Machine Learning for the LHC
LHC physics, like many other field in and around particle physics is living through an exciting, data-driven era. As theorists we can come up with ideas for physics beyond the Standard Model, motivated by dark matter or the matter-antimatter asymmetry or whatever else keeps us up at night, and immediately try it on LHC data. Even if we do not have access to the actual data we can devise search strategies using a simulation chain based on first principles and then hand our ideas and tools over to our experimental friends. The scientific challenge is that we have to understand the basic structure of LHC data, its (precision) simulation, and the best ways of using huge amounts of data. This immediately brings us to machine learning as a great tool for particle physicists. In our group we develop and apply modern data analysis tools in four ways, where this number should be increasing. Here is a list of papers we published on machine learning applications:
Jet and Event Classification
Multi-variate analysis methods have a long tradition in particle physics. If we use sub-jet physics as an example, we want to ask the question what kind of quark or gluon initiated an observed jet. Traditionally, this question is asked in relation to bottom quarks, which can be identified by a displaced decay vertex and one or more leptons inside the hadronic jets. From a theory and experimental perspective the cleanest signature are boosted top quarks. The original HEPTopTagger approach asks for two mass drops, one from the top decay and one from the W-decay. We know that this tagger can be hugely improved when we include a wealth of kinematic observables, some directly and some algorithmically derived from the energies and the momenta of the subjets. The obvious question is why we need to construct these high-level observables and if we cannot just feed the 4-momenta of the subjets into a classification algorithm. As a matter of fact, we can do exactly that. The next question is if we really need to train our classification on data where we know the truth label, or if we can just look for jets which look as little like QCD as possible. That is the second aspect we are working on these days. This work has been done with Sven Bollweg, Anja Butter, Sascha Diefenbacher, Barry Dillon, Hermann Frost, Manuel Haussmann, Theo Heimel, Gregor Kasieczka, Nicholas Kiefer, Michel Luchmann, Michael Russell, Torben Schell, Christof Sauer, Peter Sorrenson, Jennie Thompson, and more students and postdocs.
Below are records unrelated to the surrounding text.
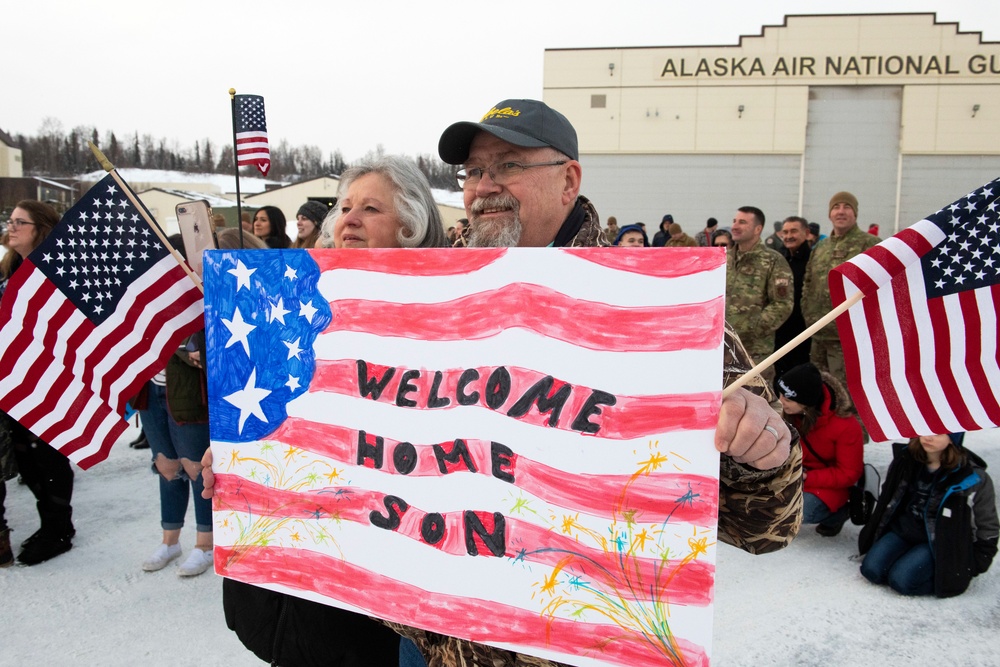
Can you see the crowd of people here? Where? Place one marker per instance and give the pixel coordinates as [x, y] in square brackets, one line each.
[791, 445]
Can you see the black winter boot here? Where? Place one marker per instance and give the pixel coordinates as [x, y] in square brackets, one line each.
[54, 537]
[6, 555]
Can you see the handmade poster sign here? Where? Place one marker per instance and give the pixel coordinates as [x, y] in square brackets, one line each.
[513, 446]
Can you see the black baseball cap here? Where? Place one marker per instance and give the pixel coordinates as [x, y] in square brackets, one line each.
[527, 123]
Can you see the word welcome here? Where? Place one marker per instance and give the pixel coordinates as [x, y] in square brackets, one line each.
[495, 392]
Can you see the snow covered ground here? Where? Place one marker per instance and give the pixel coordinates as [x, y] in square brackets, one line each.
[806, 605]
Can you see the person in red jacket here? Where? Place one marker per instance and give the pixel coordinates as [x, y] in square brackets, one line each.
[819, 407]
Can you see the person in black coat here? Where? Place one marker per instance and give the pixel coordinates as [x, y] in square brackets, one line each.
[935, 524]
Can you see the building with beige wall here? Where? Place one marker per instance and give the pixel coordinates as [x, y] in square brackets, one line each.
[899, 109]
[11, 160]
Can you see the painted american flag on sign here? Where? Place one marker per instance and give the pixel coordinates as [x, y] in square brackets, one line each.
[511, 446]
[920, 349]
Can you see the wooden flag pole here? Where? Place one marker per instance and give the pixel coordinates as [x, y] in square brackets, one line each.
[236, 166]
[792, 344]
[110, 168]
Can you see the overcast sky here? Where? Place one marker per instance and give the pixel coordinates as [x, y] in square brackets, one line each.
[347, 75]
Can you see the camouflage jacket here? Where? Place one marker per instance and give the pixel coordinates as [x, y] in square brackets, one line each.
[759, 510]
[760, 293]
[828, 253]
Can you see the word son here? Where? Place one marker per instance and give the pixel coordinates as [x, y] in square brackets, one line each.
[432, 526]
[469, 389]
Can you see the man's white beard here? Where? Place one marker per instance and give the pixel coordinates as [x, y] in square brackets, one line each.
[504, 233]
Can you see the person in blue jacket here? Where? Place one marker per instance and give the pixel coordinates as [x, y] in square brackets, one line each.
[935, 524]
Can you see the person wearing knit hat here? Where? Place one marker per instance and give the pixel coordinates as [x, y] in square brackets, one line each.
[309, 219]
[632, 236]
[678, 239]
[818, 406]
[846, 241]
[935, 523]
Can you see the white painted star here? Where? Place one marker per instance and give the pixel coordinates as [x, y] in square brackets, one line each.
[293, 348]
[239, 330]
[242, 274]
[278, 311]
[307, 310]
[248, 400]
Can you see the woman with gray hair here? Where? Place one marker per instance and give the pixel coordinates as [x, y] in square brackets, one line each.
[383, 203]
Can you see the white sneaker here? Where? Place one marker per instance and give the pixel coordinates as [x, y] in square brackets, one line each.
[163, 555]
[197, 562]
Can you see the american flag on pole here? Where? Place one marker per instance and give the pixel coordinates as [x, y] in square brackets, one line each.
[93, 313]
[513, 446]
[251, 133]
[920, 348]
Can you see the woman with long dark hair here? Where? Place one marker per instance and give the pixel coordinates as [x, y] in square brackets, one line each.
[935, 524]
[269, 226]
[46, 472]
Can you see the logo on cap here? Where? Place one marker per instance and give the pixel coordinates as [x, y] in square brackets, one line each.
[506, 111]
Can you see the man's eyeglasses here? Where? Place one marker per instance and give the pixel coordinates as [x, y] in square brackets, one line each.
[17, 224]
[500, 173]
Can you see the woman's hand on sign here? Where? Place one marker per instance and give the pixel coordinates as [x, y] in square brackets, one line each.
[207, 476]
[751, 432]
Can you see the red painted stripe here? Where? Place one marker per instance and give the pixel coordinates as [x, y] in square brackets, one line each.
[630, 417]
[655, 498]
[485, 314]
[474, 619]
[609, 568]
[675, 263]
[427, 262]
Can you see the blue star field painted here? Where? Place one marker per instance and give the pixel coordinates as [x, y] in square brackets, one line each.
[263, 312]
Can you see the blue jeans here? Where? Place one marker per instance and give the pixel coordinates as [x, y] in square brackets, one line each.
[409, 654]
[176, 441]
[907, 568]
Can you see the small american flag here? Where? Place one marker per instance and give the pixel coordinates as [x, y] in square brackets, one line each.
[93, 313]
[251, 133]
[513, 446]
[920, 349]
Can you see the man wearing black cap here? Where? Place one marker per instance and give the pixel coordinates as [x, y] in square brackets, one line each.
[521, 178]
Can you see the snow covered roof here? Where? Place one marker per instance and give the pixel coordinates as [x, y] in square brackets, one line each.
[213, 200]
[224, 182]
[53, 184]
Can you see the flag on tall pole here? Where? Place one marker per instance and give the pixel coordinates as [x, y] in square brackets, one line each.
[920, 349]
[251, 133]
[91, 314]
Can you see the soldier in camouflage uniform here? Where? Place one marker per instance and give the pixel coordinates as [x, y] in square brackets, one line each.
[760, 475]
[759, 286]
[846, 241]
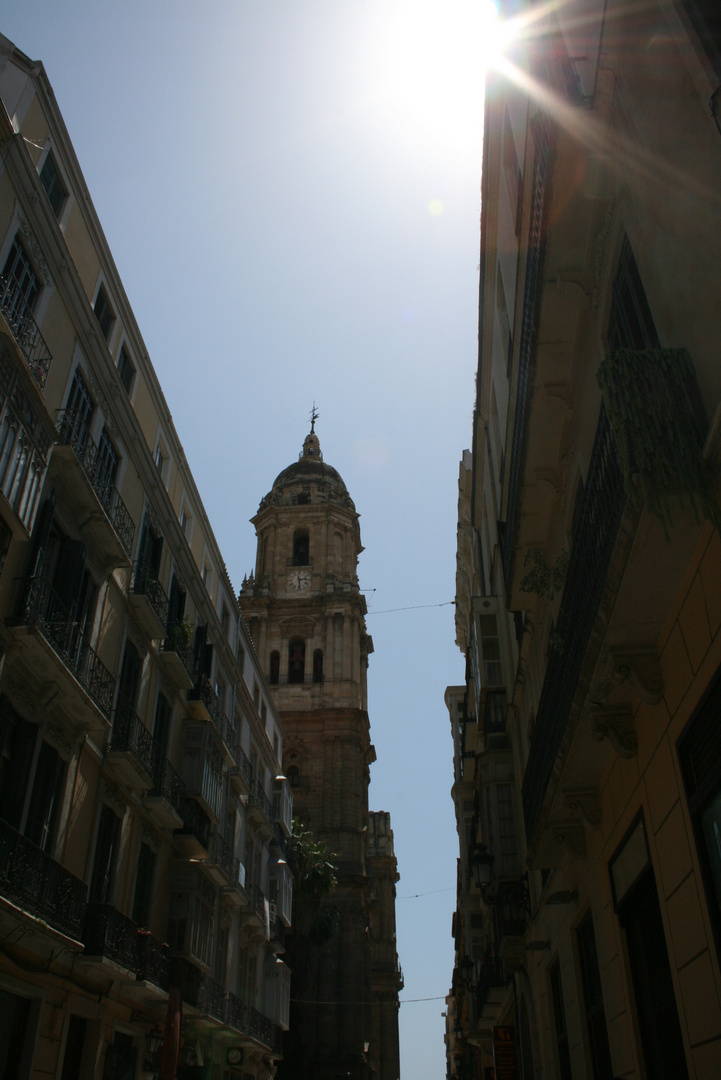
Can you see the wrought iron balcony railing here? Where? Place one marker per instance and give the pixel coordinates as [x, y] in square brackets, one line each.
[594, 540]
[177, 642]
[243, 765]
[153, 962]
[263, 1029]
[259, 798]
[168, 784]
[195, 822]
[146, 584]
[70, 433]
[30, 879]
[208, 698]
[108, 933]
[131, 736]
[42, 608]
[542, 132]
[221, 854]
[25, 329]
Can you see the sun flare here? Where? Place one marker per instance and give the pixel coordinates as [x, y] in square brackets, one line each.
[434, 62]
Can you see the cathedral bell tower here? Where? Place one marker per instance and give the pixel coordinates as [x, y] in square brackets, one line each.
[307, 618]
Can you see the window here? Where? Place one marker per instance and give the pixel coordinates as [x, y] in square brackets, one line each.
[593, 999]
[563, 1055]
[274, 673]
[106, 462]
[78, 413]
[103, 312]
[300, 548]
[296, 660]
[125, 369]
[639, 914]
[191, 909]
[44, 808]
[25, 284]
[105, 865]
[144, 886]
[51, 181]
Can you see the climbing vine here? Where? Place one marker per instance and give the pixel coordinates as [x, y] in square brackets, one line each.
[655, 415]
[545, 579]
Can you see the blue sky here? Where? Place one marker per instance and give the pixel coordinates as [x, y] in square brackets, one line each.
[290, 190]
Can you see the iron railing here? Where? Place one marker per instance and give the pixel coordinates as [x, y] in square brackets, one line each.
[594, 540]
[195, 822]
[73, 434]
[221, 854]
[257, 899]
[33, 881]
[146, 584]
[211, 998]
[168, 785]
[28, 338]
[110, 934]
[235, 1013]
[43, 608]
[153, 962]
[243, 765]
[206, 694]
[262, 1029]
[177, 642]
[542, 132]
[131, 736]
[259, 798]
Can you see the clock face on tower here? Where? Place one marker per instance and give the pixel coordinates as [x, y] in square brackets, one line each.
[299, 581]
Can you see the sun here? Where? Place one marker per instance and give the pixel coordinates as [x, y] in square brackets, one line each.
[433, 62]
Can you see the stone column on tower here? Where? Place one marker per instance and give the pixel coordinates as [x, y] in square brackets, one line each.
[307, 611]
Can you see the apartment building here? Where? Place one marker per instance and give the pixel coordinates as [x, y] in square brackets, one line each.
[144, 895]
[587, 764]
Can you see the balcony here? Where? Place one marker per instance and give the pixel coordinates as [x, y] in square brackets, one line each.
[110, 940]
[260, 809]
[263, 1030]
[152, 970]
[148, 602]
[193, 839]
[176, 658]
[131, 751]
[203, 703]
[241, 773]
[594, 541]
[165, 799]
[54, 649]
[24, 329]
[31, 880]
[543, 138]
[101, 513]
[26, 435]
[221, 863]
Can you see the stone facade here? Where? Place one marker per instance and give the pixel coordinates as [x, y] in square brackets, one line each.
[588, 604]
[305, 615]
[141, 895]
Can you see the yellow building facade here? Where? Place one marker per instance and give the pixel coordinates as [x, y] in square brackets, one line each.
[144, 895]
[588, 604]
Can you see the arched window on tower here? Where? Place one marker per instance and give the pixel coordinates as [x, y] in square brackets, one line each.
[296, 660]
[300, 548]
[274, 673]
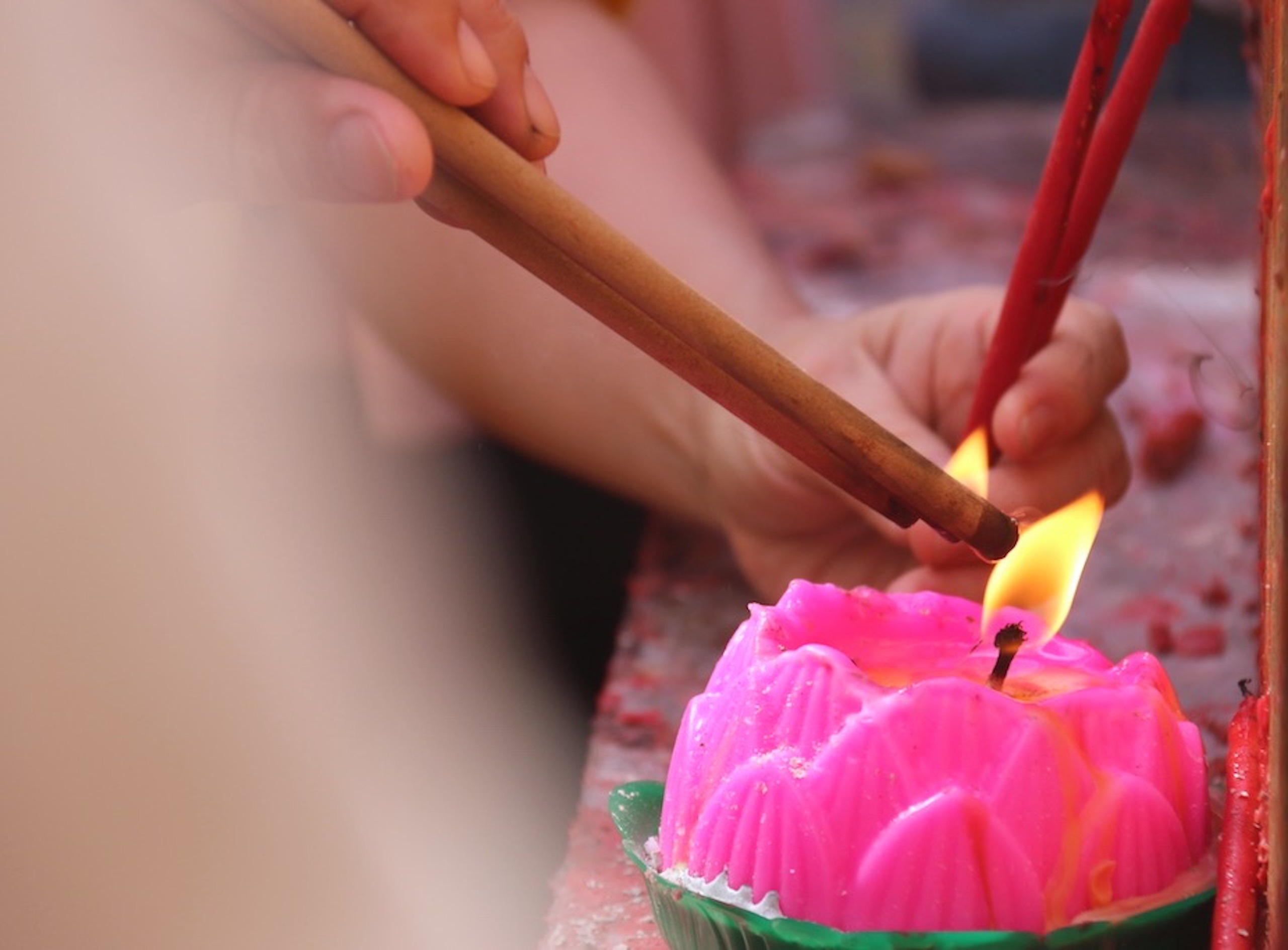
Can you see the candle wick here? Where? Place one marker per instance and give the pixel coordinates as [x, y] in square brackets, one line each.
[1008, 642]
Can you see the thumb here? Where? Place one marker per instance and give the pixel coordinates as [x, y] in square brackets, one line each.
[280, 132]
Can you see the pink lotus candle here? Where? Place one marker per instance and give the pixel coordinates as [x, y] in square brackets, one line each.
[849, 765]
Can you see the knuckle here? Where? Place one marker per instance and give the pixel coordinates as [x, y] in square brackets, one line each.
[491, 17]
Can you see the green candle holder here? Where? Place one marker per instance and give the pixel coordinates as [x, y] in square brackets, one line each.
[695, 922]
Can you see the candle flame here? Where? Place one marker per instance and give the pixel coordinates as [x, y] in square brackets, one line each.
[1042, 572]
[969, 464]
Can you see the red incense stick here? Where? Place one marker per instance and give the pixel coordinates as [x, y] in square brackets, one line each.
[1234, 923]
[1081, 169]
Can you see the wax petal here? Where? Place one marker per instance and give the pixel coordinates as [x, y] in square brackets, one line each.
[848, 757]
[1134, 832]
[947, 864]
[764, 833]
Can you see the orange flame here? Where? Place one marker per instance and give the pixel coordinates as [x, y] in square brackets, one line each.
[969, 464]
[1042, 572]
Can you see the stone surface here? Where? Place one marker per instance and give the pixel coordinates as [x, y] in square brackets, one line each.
[938, 201]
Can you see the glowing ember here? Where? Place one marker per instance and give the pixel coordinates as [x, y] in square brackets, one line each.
[1041, 575]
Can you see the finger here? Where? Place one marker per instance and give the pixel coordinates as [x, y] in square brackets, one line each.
[1064, 386]
[1096, 459]
[289, 132]
[432, 42]
[519, 112]
[469, 53]
[968, 581]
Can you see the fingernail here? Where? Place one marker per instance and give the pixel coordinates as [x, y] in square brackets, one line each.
[361, 163]
[1036, 429]
[541, 114]
[474, 58]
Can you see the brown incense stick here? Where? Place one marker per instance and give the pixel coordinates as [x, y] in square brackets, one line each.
[493, 191]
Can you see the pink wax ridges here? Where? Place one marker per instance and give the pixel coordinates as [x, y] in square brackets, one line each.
[849, 757]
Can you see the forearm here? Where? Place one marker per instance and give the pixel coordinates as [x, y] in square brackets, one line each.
[521, 360]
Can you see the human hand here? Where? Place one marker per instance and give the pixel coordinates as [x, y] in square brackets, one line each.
[912, 366]
[235, 114]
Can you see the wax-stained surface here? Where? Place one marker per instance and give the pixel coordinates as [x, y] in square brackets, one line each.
[938, 201]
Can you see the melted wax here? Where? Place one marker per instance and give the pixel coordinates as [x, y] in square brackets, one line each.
[848, 757]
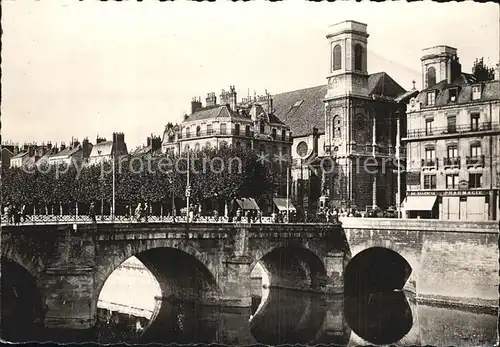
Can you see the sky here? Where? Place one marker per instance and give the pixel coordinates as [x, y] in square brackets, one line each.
[79, 69]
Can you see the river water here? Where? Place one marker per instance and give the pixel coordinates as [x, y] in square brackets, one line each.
[283, 316]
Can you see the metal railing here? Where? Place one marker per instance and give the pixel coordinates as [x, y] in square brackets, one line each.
[475, 161]
[459, 129]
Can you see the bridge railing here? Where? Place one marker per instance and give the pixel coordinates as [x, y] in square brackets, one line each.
[84, 219]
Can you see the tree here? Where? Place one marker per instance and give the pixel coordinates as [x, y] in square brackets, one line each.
[482, 72]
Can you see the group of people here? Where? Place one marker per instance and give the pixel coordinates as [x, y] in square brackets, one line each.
[14, 213]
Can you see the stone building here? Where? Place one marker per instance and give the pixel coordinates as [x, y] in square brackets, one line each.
[348, 127]
[103, 150]
[453, 142]
[250, 123]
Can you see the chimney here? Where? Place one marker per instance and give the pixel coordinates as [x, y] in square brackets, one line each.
[232, 98]
[211, 100]
[269, 103]
[224, 97]
[195, 105]
[456, 69]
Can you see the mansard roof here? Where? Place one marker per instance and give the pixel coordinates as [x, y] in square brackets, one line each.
[215, 112]
[464, 82]
[304, 109]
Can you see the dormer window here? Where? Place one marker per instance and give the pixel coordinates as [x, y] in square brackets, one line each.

Constructing a symmetric autoencoder with better latent spaces (2021). We know from our earlier study that it is possible to extract top jets from a QCD jet sample, essentially based on the compressibility of the encoded information. To apply unsupervized classification the other way around, we need to define a nice latent space and access this latent space rather than the reconstruction loss. And then it works.
Measurement of jet momenta with uncertainties and calibration of regression tools with Bayesian networks (2020). The measurement by the regression network tracks statistical and systematic uncertainties from the training data. We propose to calibrate the network in a straightforward way through the smearing introduced by the measurement of labels.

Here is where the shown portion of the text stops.